In response to the Gulf of Tonkin Incident when the destroyers USS Maddox and USS Turner Joy of the United States Navy engaged North Vietnamese ships, sustaining light damage[1] as they gathered electronic intelligence while in the international waters of the Gulf of Tonkin, U.S.President Lyndon B. Johnson ordered Operation "Pierce Arrow" which was conducted on 5 August 1964.[2]

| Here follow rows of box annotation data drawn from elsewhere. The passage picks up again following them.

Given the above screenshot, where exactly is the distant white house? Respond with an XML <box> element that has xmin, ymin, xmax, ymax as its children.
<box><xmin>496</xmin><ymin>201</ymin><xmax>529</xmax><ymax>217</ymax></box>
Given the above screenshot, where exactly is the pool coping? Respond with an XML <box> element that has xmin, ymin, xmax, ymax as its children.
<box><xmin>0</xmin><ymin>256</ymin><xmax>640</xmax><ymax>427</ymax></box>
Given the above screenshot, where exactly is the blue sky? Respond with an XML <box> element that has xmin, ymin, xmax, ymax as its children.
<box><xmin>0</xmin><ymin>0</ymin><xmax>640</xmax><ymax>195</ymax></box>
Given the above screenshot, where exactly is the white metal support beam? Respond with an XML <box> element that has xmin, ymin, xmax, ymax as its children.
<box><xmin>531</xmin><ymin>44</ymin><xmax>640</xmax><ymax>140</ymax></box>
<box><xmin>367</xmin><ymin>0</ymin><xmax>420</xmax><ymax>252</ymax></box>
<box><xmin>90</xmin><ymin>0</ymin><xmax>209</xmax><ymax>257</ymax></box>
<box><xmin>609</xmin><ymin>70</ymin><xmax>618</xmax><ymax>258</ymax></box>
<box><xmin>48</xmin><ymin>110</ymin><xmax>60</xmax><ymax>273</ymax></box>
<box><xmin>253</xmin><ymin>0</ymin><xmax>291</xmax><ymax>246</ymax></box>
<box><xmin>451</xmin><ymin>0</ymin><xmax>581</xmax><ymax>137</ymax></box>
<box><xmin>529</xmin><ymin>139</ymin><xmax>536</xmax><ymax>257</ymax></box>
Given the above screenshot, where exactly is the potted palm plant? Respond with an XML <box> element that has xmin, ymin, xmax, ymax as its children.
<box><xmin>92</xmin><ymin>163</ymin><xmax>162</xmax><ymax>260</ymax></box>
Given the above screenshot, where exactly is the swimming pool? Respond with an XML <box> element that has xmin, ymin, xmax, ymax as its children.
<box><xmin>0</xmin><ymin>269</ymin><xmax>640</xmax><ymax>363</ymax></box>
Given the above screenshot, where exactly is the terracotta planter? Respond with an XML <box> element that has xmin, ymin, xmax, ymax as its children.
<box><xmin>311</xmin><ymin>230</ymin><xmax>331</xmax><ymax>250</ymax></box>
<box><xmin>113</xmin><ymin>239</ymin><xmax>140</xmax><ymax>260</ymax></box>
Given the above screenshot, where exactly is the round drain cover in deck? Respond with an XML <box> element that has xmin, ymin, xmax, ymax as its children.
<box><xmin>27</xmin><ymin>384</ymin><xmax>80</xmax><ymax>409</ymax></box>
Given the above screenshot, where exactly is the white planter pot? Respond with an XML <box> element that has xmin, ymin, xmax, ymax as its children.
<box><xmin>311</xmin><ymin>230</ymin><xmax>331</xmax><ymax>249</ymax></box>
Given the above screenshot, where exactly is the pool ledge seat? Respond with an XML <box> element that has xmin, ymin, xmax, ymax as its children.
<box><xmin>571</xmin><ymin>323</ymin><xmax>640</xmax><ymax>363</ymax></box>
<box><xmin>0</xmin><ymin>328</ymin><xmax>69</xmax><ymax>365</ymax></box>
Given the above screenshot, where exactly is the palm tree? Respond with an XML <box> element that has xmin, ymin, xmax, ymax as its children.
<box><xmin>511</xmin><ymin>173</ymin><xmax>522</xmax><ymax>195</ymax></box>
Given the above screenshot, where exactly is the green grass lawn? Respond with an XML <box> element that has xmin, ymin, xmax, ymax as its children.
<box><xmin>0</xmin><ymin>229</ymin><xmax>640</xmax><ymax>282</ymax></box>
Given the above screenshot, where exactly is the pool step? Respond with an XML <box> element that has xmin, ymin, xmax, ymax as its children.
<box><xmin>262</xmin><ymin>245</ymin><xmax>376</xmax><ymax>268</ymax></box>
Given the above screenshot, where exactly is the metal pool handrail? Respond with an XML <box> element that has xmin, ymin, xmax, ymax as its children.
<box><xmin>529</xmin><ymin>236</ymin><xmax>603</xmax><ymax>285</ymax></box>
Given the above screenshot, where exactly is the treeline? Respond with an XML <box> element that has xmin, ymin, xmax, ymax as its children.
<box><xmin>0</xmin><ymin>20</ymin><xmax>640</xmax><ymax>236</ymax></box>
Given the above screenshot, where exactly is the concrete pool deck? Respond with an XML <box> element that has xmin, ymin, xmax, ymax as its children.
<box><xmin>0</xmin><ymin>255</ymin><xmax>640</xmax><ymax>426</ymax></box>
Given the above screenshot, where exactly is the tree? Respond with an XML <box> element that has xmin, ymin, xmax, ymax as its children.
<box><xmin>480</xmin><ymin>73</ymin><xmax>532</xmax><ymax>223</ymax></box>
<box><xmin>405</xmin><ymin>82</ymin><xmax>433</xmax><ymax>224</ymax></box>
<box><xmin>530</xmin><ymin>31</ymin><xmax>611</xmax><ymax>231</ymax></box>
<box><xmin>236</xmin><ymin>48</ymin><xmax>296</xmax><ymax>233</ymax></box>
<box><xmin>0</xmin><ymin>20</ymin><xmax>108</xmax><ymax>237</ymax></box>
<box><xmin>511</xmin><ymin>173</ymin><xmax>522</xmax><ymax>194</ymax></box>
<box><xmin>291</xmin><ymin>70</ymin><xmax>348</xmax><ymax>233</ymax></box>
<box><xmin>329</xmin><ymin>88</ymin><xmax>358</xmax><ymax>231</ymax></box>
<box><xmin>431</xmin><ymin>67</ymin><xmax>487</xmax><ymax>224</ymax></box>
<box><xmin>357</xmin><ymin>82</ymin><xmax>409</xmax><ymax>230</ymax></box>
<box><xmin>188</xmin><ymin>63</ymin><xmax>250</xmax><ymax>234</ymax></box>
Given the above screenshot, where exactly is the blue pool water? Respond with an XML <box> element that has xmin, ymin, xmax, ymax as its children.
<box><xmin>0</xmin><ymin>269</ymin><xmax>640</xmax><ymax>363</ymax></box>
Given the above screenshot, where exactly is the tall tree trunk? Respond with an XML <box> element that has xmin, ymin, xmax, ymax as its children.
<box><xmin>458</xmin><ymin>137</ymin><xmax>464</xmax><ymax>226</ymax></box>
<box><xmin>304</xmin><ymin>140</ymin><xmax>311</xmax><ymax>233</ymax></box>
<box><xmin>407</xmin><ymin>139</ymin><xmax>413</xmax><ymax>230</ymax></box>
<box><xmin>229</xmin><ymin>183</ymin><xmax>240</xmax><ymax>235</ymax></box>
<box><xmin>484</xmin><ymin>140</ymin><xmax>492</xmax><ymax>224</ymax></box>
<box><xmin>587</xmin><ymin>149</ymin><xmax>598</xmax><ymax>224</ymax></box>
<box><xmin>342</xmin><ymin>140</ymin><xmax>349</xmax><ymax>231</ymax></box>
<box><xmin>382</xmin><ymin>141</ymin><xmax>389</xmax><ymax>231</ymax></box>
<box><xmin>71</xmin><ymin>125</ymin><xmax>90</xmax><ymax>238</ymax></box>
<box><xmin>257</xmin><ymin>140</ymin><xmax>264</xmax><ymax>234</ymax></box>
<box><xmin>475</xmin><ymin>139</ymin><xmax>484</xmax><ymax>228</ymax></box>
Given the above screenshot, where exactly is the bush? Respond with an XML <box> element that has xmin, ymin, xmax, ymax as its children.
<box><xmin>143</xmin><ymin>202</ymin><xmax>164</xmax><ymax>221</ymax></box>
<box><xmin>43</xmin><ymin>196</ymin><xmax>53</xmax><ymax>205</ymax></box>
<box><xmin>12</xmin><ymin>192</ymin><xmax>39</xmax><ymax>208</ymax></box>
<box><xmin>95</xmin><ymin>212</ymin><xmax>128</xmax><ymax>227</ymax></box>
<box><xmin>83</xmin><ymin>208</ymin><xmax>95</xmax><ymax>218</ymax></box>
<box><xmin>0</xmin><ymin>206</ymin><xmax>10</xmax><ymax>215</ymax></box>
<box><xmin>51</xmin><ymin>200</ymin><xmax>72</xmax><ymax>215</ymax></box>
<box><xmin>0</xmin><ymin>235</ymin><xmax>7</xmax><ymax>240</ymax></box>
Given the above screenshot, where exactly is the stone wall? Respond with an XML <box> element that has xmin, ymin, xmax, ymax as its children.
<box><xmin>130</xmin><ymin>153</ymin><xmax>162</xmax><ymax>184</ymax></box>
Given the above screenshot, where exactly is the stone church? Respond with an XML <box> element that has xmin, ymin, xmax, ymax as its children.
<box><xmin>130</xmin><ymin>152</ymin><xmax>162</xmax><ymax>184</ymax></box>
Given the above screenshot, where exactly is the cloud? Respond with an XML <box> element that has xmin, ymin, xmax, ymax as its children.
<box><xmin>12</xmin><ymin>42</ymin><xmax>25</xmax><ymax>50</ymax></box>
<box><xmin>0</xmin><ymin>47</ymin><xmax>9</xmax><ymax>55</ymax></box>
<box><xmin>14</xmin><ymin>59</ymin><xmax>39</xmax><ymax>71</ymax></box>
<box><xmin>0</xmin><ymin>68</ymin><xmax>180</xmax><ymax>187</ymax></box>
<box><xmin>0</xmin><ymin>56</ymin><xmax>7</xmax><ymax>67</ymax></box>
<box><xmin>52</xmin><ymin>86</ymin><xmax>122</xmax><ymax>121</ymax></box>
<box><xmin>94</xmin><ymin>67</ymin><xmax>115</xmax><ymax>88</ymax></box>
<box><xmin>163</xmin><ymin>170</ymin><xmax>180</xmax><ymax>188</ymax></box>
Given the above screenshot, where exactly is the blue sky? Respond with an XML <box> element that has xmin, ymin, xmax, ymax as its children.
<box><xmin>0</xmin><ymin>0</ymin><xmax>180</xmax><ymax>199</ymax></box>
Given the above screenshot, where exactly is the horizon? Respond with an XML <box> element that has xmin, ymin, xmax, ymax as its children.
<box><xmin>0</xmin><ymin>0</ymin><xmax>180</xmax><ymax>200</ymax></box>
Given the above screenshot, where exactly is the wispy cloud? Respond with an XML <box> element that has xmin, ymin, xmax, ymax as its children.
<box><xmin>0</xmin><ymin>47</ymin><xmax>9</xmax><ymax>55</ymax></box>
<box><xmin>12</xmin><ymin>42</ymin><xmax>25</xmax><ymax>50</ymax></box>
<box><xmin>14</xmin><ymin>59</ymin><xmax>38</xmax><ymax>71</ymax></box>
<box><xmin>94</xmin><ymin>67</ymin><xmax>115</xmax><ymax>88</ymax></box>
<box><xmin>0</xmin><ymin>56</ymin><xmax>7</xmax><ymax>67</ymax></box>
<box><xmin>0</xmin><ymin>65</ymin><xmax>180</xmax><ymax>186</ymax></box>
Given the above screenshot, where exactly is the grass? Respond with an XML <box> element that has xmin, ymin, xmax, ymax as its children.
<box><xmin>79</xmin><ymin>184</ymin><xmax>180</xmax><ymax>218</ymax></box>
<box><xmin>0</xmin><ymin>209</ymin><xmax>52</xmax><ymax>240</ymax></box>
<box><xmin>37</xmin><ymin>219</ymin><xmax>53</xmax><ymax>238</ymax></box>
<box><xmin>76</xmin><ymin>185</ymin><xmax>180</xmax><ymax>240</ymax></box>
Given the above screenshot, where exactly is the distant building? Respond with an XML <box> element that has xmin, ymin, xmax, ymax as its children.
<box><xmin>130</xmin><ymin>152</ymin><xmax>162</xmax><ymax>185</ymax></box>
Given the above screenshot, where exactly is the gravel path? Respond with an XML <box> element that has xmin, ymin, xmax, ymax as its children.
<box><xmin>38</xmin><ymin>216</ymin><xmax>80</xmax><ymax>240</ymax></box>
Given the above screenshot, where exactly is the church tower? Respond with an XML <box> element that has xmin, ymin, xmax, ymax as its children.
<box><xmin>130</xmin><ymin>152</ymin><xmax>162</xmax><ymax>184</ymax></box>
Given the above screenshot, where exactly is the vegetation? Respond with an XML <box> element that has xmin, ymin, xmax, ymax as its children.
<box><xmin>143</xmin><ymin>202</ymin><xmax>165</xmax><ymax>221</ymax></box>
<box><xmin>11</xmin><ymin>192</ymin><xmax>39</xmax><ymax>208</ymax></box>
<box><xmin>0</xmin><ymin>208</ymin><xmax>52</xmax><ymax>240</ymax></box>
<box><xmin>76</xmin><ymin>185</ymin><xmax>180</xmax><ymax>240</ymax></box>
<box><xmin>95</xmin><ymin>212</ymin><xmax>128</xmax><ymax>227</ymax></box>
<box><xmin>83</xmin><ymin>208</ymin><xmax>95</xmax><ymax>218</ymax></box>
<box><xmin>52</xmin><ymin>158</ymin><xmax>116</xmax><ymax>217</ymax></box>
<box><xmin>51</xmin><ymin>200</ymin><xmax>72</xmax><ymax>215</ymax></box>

The operation consisted of 64 strike sorties of aircraft from the aircraft carriers USS Ticonderoga and USS Constellation against the torpedo boat bases of Hon Gai, Loc Chao, Quang Khe, and Phuc Loi, and the oil storage depot at Vinh. The U.S. lost two aircraft to anti-aircraft fire, with one pilot killed, Lieutenant Richard Sather. Another, Lt. (jg) Everett Alvarez Jr.[3] an A-4 Skyhawk pilot, became the first U.S. Navy Prisoner of War in Vietnam.[4]
Pilots estimated that the Vinh raid destroyed 10 percent of North Vietnam's entire petroleum storage, together with the destruction of or damage to 29 P-4 torpedo boats or gunboats.[5]
This was the start of U.S. air operations over North Vietnam and Southeast Asia, attempting to destroy the infrastructure, war material, and military units needed by North Vietnam to prosecute the guerrilla war in the South. The air operations following Pierce Arrow would swell so that by war's end, the United States bombing campaign was the longest and heaviest in history. The 7,662,000 tons of bombs dropped in Southeast Asia during the Vietnam War nearly quadrupled the 2,150,000 tons the U. S. had dropped during World War II.[6]
Footnotes
- ↑ Tim Weiner, Legacy of Ashes: The History of the CIA (New York: Doubleday, 2007), p. 241.
- ↑ Robert Bruce Frankum, Like Rolling Thunder: The Air War in Vietnam, 1964-1975. Rowland & Littlefield, 2005), p. 15.
- ↑ Interview with Everett Alvarez, 1981
- ↑ Michael Clodfelter, Vietnam in Military Statistics: A History of the Indochina Wars, 1792-1991 (Jefferson, NC & London: McFarland & Company, Inc., 1995), p. 56.
- ↑ Michael Clodfelter, Vietnam in Military Statistics: A History of the Indochina Wars, 1792-1991 (Jefferson, NC & London: McFarland & Company, Inc., 1995), pp. 56-57.
- ↑ Michael Clodfelter, Vietnam in Military Statistics: A History of the Indochina Wars, 1792-1991 (Jefferson, NC & London: McFarland & Company, Inc., 1995), p. 225.